The Finance Act 2015 changes limited the availability of relief on a disposal of personal assets used in a business (‘associated disposals’) when the business was sold to members of the claimant’s family under normal succession arrangements.
Clause 73 allows ER to be claimed in some circumstances where the 2015 changes prohibited it, recognising that these situations were not abusive.
The amendments will be backdated to the date on which the Finance Act 2015 measures became effective. They will therefore apply to disposals on or after 18 March 2015. (Individuals who have already submitted a tax return reflecting disposals between 18 March and 5 April 2016 will have until 31 January 2017 to submit a revised tax return claiming ER if applicable.)
Some aspects of the drafting of clause 73 are being considered by HMRC following recommendations from the stakeholder group.
Section 169K of the Taxation of Chargeable Gains Act 1992 (which this clause amends) currently requires that a claimant disposes of at least 5% of the partnership assets or 5% of the ordinary shares of a company and denies relief where arrangements exist for the acquisition of shares or increased partnership share by anyone connected with the claimant (‘P’ in the legislation). The amendments in the Bill ensure that the disposal does not have to be a minimum of 5% provided that the claimant is disposing of all of his or her residual interest in the partnership or shareholding (new Condition ZA1). This very welcome relaxation allows for a gradual withdrawal from a business (a common situation in family owned businesses) while still retaining the ability to claim the relief.
There are some aspects of the revisions that the stakeholder group consider to have a potentially adverse retroactive effect. It is understood that such an effect is not within the policy intent and that the government is considering amendments.
The concerns are detailed below:
To satisfy new Condition ZA1, the claimant must have held at least a 5% interest in the partnership assets for a continuous period of at least three years in the eight years ending with the date of the disposal and there are no partnership purchase arrangements (as defined) at the date of the disposal.
However a new condition (Condition D inserted by clause 73 (11)) requires that P has owned the asset that constitutes the associated disposal for at least three years at the date of disposal. As currently drafted, this condition applies to all associated disposals not just to those where the material disposal was of the whole of a partnership interest of less than 5% (new Condition ZA1). Applying Condition D to all associated disposals has a potentially retroactive effect on claims for ER made in respect of associated disposals made from 18 March 2015 to the date of publication of the Finance Bill as it retroactively imposes the 3-year period of ownership where no such requirement existed at the time of the disposal. The stakeholder group has therefore suggested that Condition D is amended to limit its application to Condition ZA1. The amendments deal with this issue by ensuring that the ‘3 out of 8 years rule’ only apply to disposal of sub- 5% interests that constitute the disposal of the entire interest. It therefore operates as intended. In addition Condition D (either in its current or an amended form) should apply to disposals after the Bill was published as a claimant could not have known of that new requirement prior to publication of the Bill. (Amendment applies now from 13 June 2016)
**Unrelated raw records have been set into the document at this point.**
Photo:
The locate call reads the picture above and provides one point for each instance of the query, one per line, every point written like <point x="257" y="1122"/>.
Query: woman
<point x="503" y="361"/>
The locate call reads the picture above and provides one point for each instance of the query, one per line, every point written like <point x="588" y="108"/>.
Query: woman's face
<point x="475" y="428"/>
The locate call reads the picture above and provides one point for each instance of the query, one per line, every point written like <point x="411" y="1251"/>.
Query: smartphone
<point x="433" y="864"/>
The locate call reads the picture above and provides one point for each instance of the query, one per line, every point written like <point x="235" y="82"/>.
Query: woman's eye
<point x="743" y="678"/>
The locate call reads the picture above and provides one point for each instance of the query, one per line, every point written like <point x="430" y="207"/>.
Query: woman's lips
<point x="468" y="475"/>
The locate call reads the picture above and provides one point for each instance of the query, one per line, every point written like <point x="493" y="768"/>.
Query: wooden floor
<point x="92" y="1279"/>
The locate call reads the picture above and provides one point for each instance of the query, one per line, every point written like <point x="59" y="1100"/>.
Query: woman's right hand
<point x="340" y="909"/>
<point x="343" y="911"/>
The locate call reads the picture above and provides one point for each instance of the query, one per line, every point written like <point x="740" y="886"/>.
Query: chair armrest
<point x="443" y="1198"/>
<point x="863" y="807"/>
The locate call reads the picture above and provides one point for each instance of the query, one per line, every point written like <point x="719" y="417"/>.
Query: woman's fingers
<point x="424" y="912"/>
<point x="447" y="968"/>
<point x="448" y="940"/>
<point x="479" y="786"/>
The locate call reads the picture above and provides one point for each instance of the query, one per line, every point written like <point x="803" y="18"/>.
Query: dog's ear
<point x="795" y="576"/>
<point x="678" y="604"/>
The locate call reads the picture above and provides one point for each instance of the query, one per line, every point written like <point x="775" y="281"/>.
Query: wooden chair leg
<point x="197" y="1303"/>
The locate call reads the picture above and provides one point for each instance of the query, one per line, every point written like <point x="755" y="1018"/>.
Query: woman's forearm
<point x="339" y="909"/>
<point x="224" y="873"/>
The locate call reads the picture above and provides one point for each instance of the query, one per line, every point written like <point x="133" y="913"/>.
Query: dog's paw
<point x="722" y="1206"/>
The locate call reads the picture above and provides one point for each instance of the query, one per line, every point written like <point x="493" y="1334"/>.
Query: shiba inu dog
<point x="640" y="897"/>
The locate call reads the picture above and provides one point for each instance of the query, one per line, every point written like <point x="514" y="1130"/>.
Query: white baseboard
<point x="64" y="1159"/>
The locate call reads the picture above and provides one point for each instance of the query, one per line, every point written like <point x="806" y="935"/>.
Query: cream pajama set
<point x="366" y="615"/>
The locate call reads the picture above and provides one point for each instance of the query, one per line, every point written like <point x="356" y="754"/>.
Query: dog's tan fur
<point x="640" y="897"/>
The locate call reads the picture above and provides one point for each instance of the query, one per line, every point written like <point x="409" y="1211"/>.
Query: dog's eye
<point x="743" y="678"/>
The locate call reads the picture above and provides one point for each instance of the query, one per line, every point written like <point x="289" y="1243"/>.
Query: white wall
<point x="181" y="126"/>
A further suggested amendment is that the amendment made to Condition A1( by clause 74(4)) which now only applies to a disposal of part of P’s interest in the business whereas it previously applied to the whole or part of P’s interest, is reversed. Where a claimant disposes of an entire interest of more than 5%, Condition A1 will not be satisfied, so he or she must satisfy Condition ZA1 instead, including the three out of eight years requirement. This is the case despite the fact that disposing of an interest of more than 5% post 18 March 2015 would have satisfied Condition A1 without the need for this further condition. The retroactive application of these amendments could now deny relief for a transaction made after 18 April 2015 based on the legislation in force. It is suggested that ‘the whole or’ is restored in section 169K(1A). (Amended – ‘the whole or’ has been restored).